White House Budget for Fiscal Year 2025 Impacts Small Business

Date: March 19, 2024

Proposals will have a negative impact on small business

On March 11, the White House released the 2025 Fiscal Year Budget. The budget included specific small business elements, such as tax increases that will impact small businesses. NFIB is opposed to a new Small Business Surtax, a C-Corp tax rate increase, and a one-size-fits-all Paid Sick and Family Leave plan.

“The White House continues to wrongly characterize proposed tax hikes as the closing of ‘loopholes,’ but this is inaccurate and would make it tougher for small business to operate, invest in their business, and create jobs,” explained Jeff Brabant, Vice President of Federal Government Relations. “The 2025 White House budget proposes raising taxes and mandating Paid Sick and Family Leave, which would disproportionately impact small businesses.”

Small Business Surtax

The inclusion of the Small Business Surtax is the biggest concern for NFIB members. This is a 5% surtax on all business income over $400K, and the ‘loophole’ it refers to is money that is re-invested in the company. Social Security and Medicare tax do not come out of that since it is never taken home.

Small business owners pay Social Security and Medicare taxes twice: when they pay the employer half of FICA during payroll and when they take home money from the company in the form of the Self Employment Contributions Act (SECA). The self-employed pay both the employee and the employer shares of SECA.

Congress should not tax money put back into the company, which the surtax seeks to do at 5% with this proposal.

NFIB members took part in an advocacy campaign last year to tell Congress their small business is not a tax loophole. Petitions were gathered by small business owners nationwide and presented during two different committee hearings throughout the year. NFIB will continue to raise awareness and fight against the Small Business Surtax.

C-Corp Hike

The White House budget seeks to raise the C-Corp rate to 28%. This would be a direct tax on small businesses. About 20% of all small business employers are C-corps.

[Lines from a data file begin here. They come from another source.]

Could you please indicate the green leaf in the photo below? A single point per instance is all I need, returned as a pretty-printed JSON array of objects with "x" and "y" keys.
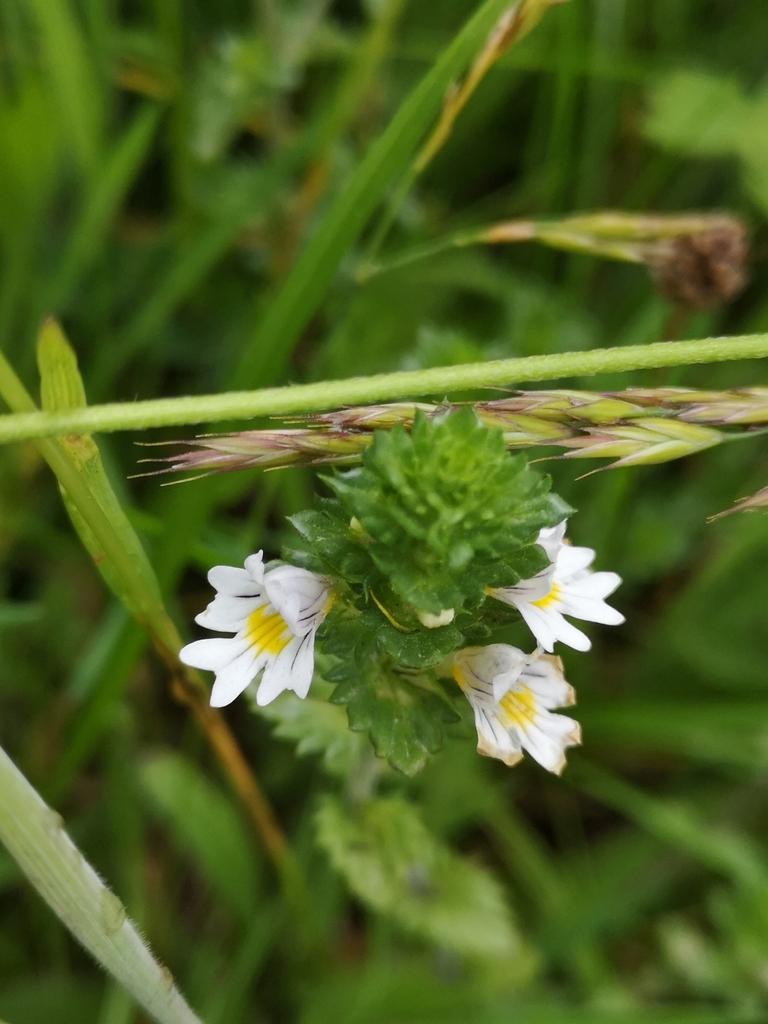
[
  {"x": 393, "y": 863},
  {"x": 698, "y": 114},
  {"x": 94, "y": 509},
  {"x": 444, "y": 510},
  {"x": 316, "y": 726},
  {"x": 403, "y": 714},
  {"x": 206, "y": 826},
  {"x": 265, "y": 352}
]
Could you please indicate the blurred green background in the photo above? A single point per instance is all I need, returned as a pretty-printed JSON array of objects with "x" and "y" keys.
[{"x": 162, "y": 163}]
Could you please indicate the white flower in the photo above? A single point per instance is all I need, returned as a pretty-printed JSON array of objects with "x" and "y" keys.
[
  {"x": 565, "y": 587},
  {"x": 512, "y": 694},
  {"x": 274, "y": 615}
]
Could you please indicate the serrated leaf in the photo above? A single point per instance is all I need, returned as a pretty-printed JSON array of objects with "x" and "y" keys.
[
  {"x": 316, "y": 726},
  {"x": 403, "y": 715},
  {"x": 393, "y": 863},
  {"x": 206, "y": 826}
]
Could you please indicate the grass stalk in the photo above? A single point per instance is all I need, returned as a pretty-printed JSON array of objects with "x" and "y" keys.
[
  {"x": 37, "y": 841},
  {"x": 380, "y": 387}
]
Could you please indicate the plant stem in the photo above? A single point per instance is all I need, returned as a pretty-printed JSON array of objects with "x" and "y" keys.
[
  {"x": 37, "y": 841},
  {"x": 121, "y": 550},
  {"x": 380, "y": 387}
]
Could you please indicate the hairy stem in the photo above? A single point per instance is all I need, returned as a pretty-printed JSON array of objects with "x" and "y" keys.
[
  {"x": 37, "y": 841},
  {"x": 380, "y": 387}
]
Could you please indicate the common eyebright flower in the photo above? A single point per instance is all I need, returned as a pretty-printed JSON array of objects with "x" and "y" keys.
[
  {"x": 565, "y": 587},
  {"x": 511, "y": 694},
  {"x": 274, "y": 614}
]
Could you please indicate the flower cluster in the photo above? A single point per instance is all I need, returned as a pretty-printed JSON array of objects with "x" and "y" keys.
[{"x": 406, "y": 612}]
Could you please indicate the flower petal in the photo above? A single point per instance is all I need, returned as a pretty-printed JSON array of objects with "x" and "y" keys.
[
  {"x": 227, "y": 613},
  {"x": 212, "y": 654},
  {"x": 231, "y": 581},
  {"x": 236, "y": 677},
  {"x": 298, "y": 595}
]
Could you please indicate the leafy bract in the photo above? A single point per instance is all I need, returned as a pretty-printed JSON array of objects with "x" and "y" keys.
[
  {"x": 444, "y": 511},
  {"x": 316, "y": 726}
]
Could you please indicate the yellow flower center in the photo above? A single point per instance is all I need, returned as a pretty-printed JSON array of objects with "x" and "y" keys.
[
  {"x": 548, "y": 599},
  {"x": 267, "y": 630},
  {"x": 518, "y": 707}
]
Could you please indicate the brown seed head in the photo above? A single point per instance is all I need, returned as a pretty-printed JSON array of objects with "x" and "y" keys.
[{"x": 705, "y": 268}]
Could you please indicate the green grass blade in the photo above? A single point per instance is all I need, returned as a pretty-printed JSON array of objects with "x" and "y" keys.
[
  {"x": 36, "y": 839},
  {"x": 380, "y": 387},
  {"x": 266, "y": 350},
  {"x": 99, "y": 206}
]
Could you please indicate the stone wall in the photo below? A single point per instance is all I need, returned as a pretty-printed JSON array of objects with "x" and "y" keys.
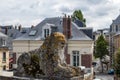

At a time when small businesses are dealing with inflation and other potential tax hikes, they need financial stability to plan for the future of their business. NFIB will fight to remove this direct tax increase on C-Corps from the budget proposals.

Paid Sick and Family Leave

One-size-fits-all paid leave mandates have a disproportionate negative impact on small businesses who have trouble complying with the mandates. Workforce shortages continue to challenge small businesses, and paid leave mandates that work for big business would add an unnecessary burden to small business owners.